As I begin to think about how CRDTs can be implemented I’m coming up with questions around what the approach is currently, and the goals in terms of functionality and acceptable performance.

I’ll put these into a separate post, and it would help to have an understanding of how CRDTs are currently being used (e.g. for SequencedData) and if the FileTree CRDT is intended to follow a similar pattern, i.e. resolving all network copies to a definitive result, rather than providing the ‘local-first’ functionality envisaged by Marting Kleppmann.

I imagine the intention is the former, but I think there could well be applications for local-first uses too such as a caching file-system like Syncer where a portion of the FileTree (maybe sub-trees) are cached to local disk but pulled from the network when you want to work on them.

@danda: That’s great. Ok, so here’s a couple things I could use some assistance with:

1 Translate Isabelle/HOL formalism to Rust, or even to pseudo-code. There is also a Scala implementation that was machine generated from Isabelle/HOL but it is (a) inefficient and (b) extremely obfuscated, so I think not a good starting point. If you or anyone here can assist with this, it would be amazing.

I agree. They do have two Scala implementations, one I think using the more efficient hashmap mentioned in Martin’s video, but it would be tricky to translate that code into Rust and the result would not be any more understandable or maintainable.

I looked for Isabelle/HOL to Rust and Scala to Rust generators without success, but for maintainability those might not be good routes anyway. They could help (for quick prototyping, evaluation and reference implementations) but might not be suitable for deployed code. Regardless, I didn’t find anything.

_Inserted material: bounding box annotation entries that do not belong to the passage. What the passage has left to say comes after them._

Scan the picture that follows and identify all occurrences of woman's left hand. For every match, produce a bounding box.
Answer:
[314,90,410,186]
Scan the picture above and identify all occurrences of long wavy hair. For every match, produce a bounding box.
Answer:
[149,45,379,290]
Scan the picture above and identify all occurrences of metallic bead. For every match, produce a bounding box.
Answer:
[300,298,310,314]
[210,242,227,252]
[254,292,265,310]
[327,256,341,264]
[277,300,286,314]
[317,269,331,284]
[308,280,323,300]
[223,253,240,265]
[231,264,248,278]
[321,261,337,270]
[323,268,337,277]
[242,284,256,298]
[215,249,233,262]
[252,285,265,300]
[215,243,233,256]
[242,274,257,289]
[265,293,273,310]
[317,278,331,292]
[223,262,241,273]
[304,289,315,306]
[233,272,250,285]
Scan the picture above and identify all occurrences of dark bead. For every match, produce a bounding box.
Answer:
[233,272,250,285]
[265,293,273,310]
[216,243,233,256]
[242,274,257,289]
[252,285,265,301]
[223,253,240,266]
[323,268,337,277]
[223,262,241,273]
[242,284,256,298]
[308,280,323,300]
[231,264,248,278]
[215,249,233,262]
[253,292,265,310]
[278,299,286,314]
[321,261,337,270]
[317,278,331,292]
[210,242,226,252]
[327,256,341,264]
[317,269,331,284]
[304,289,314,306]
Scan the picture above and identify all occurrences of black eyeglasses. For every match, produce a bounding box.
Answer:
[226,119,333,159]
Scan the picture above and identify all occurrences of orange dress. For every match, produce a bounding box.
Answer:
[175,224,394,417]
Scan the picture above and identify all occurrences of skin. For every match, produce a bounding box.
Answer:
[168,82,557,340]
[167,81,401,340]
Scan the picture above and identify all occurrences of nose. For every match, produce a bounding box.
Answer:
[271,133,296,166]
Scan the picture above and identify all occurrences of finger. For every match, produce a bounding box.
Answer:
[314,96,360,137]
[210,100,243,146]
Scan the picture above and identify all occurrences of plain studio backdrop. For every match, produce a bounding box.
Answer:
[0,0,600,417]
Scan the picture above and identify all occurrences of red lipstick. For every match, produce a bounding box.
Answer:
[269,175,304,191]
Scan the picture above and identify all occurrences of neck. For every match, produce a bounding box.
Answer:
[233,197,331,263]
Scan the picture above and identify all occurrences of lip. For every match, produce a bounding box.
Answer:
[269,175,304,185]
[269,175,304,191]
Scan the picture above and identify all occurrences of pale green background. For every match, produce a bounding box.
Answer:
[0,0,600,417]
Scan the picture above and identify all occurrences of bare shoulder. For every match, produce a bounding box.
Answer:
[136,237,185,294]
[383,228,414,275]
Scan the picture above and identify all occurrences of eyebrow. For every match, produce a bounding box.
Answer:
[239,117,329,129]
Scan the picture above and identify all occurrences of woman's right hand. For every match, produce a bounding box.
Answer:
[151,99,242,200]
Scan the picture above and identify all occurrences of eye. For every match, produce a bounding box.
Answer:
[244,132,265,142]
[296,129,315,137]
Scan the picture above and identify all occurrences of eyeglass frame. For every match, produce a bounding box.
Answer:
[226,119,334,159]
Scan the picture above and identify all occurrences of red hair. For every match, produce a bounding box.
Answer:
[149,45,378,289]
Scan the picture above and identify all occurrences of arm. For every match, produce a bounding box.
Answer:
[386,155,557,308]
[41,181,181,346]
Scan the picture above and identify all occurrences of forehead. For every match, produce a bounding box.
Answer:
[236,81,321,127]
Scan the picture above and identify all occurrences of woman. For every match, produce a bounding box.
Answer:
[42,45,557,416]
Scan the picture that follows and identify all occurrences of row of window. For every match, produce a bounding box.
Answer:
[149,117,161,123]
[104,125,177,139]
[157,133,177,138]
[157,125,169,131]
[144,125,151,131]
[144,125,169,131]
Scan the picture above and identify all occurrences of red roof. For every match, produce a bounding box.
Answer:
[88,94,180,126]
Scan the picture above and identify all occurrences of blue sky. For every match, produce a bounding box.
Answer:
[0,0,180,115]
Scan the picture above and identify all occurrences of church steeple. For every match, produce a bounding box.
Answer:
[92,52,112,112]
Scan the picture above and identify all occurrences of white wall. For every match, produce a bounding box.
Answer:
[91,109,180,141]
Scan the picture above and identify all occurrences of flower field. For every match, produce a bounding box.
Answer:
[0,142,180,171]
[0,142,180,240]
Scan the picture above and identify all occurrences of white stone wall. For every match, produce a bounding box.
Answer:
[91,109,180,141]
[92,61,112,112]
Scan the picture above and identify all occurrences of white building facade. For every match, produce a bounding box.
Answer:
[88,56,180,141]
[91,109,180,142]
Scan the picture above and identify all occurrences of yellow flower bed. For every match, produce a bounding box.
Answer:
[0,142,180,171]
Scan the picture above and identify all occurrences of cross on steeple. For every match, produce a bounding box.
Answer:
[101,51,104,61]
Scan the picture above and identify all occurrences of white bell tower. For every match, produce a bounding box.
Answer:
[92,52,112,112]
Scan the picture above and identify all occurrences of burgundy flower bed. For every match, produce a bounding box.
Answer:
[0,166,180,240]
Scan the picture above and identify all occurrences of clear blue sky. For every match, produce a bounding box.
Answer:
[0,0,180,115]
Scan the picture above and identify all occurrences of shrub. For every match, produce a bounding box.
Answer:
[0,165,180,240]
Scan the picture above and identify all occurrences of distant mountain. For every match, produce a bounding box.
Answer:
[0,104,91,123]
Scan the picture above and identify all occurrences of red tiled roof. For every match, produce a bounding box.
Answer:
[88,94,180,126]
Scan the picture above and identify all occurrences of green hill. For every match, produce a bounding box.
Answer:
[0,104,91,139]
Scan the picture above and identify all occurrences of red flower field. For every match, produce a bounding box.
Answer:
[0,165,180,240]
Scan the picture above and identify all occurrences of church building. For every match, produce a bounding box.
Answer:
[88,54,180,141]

Looking at Isabelle/HOL I’m recoiling from learning that (the manual is over a thousand pages and I’m not good with mathematically expressed stuff), but not ruling it out. I may try pseudo coding Martin’s explanations in the video and the paper as these seemed fairly easy to follow at first reading/listen, but the Isabelle/HOL might still be a good option, and maybe not as hard as it looks (but that Scala code suggests it will be!).

2 I’m still trying to decide if its better to use the Fuse low-level (inode based) or high-level (path based) API. Keeping in mind of course that we would like this to work on Windows also. Path based seems easier, but has limited support in rust/unix… ie only fuse-mt. I’d be curious to hear your thoughts on that, and how an inode u64 might be used/mapped if going that route.

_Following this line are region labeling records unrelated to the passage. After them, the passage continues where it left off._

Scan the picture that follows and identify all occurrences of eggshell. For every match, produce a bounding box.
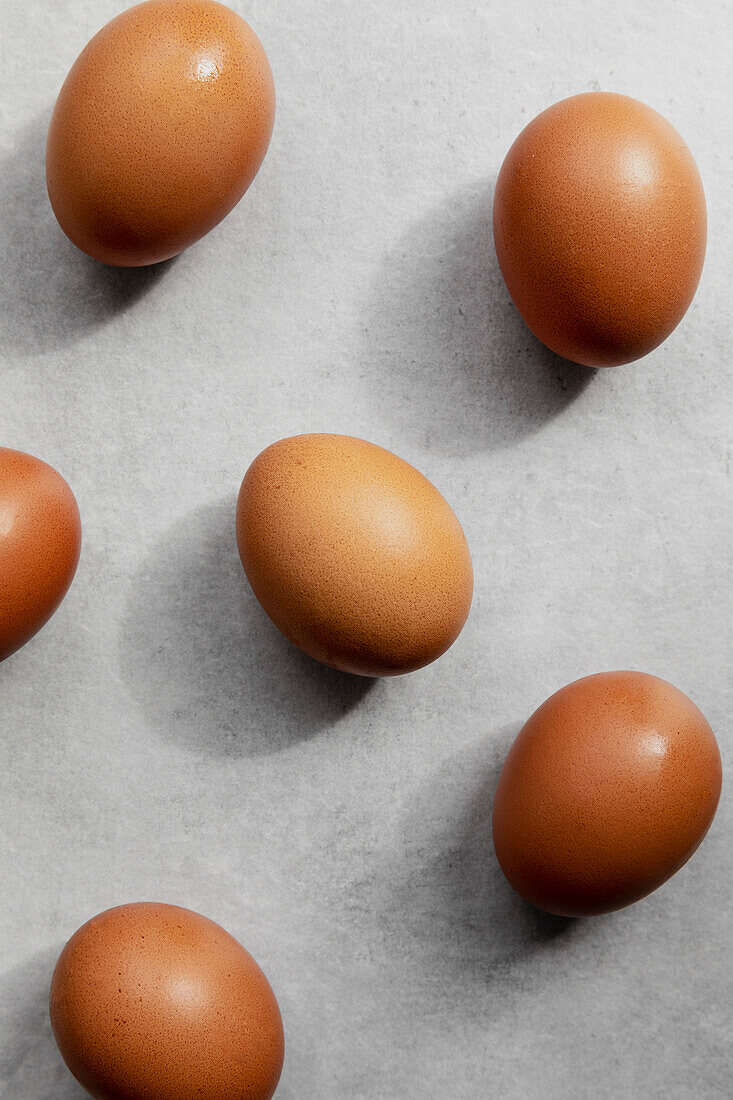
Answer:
[51,903,283,1100]
[493,672,721,916]
[494,91,707,366]
[46,0,275,267]
[237,435,473,677]
[0,447,81,661]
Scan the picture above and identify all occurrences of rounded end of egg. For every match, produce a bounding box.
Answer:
[237,435,473,677]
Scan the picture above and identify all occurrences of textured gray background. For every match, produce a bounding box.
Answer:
[0,0,733,1100]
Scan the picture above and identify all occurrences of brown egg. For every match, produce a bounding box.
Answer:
[493,672,721,916]
[0,447,81,661]
[494,91,707,366]
[237,435,473,677]
[51,902,283,1100]
[46,0,275,267]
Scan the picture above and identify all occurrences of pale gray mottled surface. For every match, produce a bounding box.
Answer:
[0,0,733,1100]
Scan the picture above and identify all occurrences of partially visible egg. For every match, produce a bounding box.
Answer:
[0,447,81,661]
[237,435,473,677]
[494,91,707,366]
[51,902,283,1100]
[493,672,722,916]
[46,0,275,267]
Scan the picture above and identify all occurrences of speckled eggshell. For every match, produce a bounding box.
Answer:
[0,447,81,661]
[51,902,283,1100]
[493,672,721,916]
[494,91,707,366]
[237,435,473,677]
[46,0,275,267]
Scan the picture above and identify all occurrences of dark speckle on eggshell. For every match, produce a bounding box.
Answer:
[51,902,284,1100]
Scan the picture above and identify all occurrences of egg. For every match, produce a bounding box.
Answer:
[51,902,283,1100]
[493,672,721,916]
[237,435,473,677]
[0,447,81,661]
[46,0,275,267]
[494,91,707,366]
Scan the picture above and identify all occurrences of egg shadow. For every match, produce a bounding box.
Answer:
[0,111,174,356]
[0,948,89,1100]
[378,726,578,991]
[362,182,595,453]
[119,499,374,757]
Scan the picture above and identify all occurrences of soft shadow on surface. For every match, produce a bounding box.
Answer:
[362,182,595,453]
[0,948,89,1100]
[120,498,374,756]
[0,112,173,355]
[385,725,578,981]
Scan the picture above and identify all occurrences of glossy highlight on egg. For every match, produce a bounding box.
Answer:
[493,91,707,366]
[493,672,722,916]
[46,0,275,266]
[51,902,284,1100]
[0,447,81,661]
[237,435,473,677]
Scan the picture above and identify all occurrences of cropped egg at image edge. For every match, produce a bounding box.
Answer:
[0,0,733,1100]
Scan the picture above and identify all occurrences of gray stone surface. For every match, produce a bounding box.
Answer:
[0,0,733,1100]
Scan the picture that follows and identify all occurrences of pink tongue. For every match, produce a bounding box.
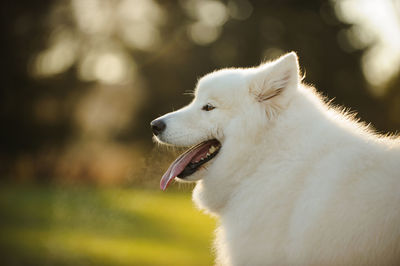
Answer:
[160,140,215,190]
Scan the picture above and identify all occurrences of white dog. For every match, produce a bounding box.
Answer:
[151,53,400,265]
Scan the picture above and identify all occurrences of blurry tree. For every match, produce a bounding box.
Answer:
[0,0,400,183]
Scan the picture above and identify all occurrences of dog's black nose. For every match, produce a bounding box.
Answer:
[150,119,167,136]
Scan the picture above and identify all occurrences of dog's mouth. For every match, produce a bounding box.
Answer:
[160,139,221,190]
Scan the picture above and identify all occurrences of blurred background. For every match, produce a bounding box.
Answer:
[0,0,400,265]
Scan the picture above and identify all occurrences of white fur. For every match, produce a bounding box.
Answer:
[154,53,400,265]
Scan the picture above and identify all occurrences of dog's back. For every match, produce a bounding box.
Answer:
[209,84,400,265]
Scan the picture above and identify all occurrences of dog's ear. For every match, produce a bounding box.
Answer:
[249,52,300,102]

I think I understand, but can you clarify what you mean by path based in case I’m missing something. Feel free to dump docs on me at any point where that is more efficient for you, or just might be useful. I don’t mind working out what to read/skip myself.

@danda: In any event, the idea will be that we have a FileSystem API/crate that can be called directly by SAFE apps, and is also used/wrapped by FUSE daemons (for unix/mac/win). So we will need these wrapper daemons, and that may be something you can get started on…

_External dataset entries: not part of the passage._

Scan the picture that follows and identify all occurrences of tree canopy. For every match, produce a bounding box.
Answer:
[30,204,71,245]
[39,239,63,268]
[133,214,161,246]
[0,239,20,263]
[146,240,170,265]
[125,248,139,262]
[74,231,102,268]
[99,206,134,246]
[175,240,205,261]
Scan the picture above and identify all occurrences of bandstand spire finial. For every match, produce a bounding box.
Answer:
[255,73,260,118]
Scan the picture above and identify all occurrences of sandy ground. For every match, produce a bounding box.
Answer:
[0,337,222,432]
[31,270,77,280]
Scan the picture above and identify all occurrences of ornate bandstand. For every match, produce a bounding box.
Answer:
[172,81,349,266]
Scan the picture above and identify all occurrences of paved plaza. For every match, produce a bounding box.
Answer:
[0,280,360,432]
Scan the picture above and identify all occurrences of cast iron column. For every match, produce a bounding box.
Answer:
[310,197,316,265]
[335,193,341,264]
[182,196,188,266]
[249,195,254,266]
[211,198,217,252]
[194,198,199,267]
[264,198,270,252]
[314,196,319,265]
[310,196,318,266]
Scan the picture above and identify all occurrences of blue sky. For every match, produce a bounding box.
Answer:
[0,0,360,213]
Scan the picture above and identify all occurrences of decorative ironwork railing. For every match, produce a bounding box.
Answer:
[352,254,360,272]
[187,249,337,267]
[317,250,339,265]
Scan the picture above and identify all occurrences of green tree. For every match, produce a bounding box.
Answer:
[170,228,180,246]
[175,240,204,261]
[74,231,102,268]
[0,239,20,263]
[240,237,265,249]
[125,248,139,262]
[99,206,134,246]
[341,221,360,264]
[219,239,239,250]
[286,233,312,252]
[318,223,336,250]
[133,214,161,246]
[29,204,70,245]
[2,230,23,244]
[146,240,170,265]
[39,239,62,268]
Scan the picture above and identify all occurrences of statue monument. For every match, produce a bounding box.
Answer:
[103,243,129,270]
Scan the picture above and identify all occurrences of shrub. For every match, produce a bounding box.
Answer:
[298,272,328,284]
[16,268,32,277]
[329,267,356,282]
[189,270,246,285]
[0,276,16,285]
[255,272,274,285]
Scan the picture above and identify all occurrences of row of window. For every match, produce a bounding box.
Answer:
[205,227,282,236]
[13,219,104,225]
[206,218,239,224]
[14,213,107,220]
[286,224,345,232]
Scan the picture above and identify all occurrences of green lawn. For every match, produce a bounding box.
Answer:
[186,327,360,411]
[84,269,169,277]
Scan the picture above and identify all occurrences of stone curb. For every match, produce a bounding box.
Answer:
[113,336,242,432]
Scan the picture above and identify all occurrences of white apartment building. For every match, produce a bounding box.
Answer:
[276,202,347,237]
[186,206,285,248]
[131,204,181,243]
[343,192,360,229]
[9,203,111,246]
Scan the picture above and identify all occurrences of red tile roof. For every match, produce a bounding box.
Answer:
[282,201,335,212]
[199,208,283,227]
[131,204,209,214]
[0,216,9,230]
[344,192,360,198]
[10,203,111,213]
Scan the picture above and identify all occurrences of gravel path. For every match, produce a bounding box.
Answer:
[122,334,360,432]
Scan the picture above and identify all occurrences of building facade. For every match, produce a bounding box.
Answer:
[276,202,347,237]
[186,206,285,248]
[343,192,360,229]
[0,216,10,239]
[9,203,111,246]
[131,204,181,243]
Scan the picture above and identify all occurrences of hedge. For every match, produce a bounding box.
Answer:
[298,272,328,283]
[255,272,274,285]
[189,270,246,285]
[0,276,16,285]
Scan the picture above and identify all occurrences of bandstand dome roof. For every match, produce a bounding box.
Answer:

Yep! I’m excited about this. I can see me helping with bits and pieces to support you, and also us each building from one end (e.g. me FUSE and you safe-nd) and meeting in the middle.

@danda: Hopefully the above gives you some ideas. I will share some design docs as things flesh out a bit more.

Can’t wait! Just to repeat: feel free to dump docs on me at any point where that is more efficient for you, or just might be useful. I don’t mind working out what to read/skip myself.

happybeing:

danda · July 20, 2020, 5:50pm

@happybeing great writeup of the video, thanks for that!

As I see it, some high-level goals are:

create a more flexible filesystem API than we presently have.
provide a FUSE abstraction for legacy apps to utilize SAFE filesystem.
avoid apps blocking on network requests (as much as possible)
enable working with filesystem offline
handle concurrent modifications well. (strong eventual consistency)
as performant as possible within above constraints.

I’m not sure I see the distinction. As I think of it, local first is kind of a side-effect of strong-eventual-consistency. ie, the local user/client is maintaining a sort of replica/fork of the tree (or a piece of it) and may work offline for a period, with changes being synced to/from the network when they go online again.

@bochaco could provide details on how Sequence is presently implemented/used.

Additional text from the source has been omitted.